Unless I'm missing something obvious, there are a bunch of built in ways of working with time data in R, notably base::difftime which may have saved you some trouble.
Taking your above dataset data.test:
data.test$dif <- round(as.vector(as.double(difftime(strptime(data.test$Snapshot.Date, format = "%Y-%m-%d"), strptime(data.test$DOB, format = "%Y-%m-%d"), units = "days"))) %% 365, 1)

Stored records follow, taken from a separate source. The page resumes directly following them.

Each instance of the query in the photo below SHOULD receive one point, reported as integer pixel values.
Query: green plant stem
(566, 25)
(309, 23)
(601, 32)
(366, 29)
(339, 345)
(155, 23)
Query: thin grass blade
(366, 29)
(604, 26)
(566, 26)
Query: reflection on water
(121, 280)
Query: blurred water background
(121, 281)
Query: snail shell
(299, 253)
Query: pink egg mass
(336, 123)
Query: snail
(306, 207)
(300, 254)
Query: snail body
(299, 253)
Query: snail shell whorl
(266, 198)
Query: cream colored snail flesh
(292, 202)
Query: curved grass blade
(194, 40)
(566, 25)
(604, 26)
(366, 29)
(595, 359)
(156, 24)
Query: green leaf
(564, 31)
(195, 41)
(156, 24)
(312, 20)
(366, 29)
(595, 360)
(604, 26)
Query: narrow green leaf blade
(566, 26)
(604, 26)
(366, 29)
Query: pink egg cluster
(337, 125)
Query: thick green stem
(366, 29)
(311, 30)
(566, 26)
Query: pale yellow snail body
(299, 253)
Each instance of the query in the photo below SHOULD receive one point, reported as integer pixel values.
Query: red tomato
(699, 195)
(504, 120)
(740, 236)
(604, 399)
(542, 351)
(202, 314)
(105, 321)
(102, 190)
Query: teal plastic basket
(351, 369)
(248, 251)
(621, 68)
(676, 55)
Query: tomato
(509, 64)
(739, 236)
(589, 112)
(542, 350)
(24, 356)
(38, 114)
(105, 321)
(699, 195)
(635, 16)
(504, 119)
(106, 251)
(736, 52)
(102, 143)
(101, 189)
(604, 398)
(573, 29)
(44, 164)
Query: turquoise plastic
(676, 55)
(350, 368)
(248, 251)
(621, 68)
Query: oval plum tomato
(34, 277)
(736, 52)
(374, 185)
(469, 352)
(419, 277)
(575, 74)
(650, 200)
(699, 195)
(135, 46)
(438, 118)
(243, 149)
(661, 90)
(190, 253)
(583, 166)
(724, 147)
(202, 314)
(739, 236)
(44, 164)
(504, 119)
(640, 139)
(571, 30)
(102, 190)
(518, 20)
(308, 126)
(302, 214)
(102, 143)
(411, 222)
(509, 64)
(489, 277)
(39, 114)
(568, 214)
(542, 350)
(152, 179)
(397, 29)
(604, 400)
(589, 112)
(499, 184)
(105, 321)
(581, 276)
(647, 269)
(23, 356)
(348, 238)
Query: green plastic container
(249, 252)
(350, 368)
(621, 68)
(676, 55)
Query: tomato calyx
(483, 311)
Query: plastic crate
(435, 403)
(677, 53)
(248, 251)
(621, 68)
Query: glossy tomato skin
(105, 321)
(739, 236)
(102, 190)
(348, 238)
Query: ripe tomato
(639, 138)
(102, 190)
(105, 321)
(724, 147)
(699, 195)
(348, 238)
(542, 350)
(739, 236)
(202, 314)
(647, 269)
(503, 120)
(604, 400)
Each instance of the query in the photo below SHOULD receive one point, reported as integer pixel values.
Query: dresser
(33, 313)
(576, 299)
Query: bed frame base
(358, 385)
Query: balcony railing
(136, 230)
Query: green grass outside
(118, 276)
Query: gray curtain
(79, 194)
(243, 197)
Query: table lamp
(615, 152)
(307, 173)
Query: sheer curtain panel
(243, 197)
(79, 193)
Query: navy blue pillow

or to lay it out more logically (this wont work if you copy paste it).
data.test$dif <-
round(
as.vector(
as.double(
difftime(
strptime(data.test$Snapshot.Date, format = "%Y-%m-%d"),
strptime(data.test$DOB, format = "%Y-%m-%d"), units = "days")
)
)
%% 365,
1)
The above uses the difftime function to find the difference between the two dates with the given format (format = "%Y-%m-%d") in terms of days, then performs remainder division to get the number of days since the last birthday. I personally think this is a better measure than months because a difference of 2 months between July and August is a different number of days than a 2 month difference between January and February.
Note: The above solution does not incorporate leap years. You could easily look up a list of leap years and add 1 day to the checkup or subtract 1 day from the birthday of each individual who lived through that leap year to get an accurate number.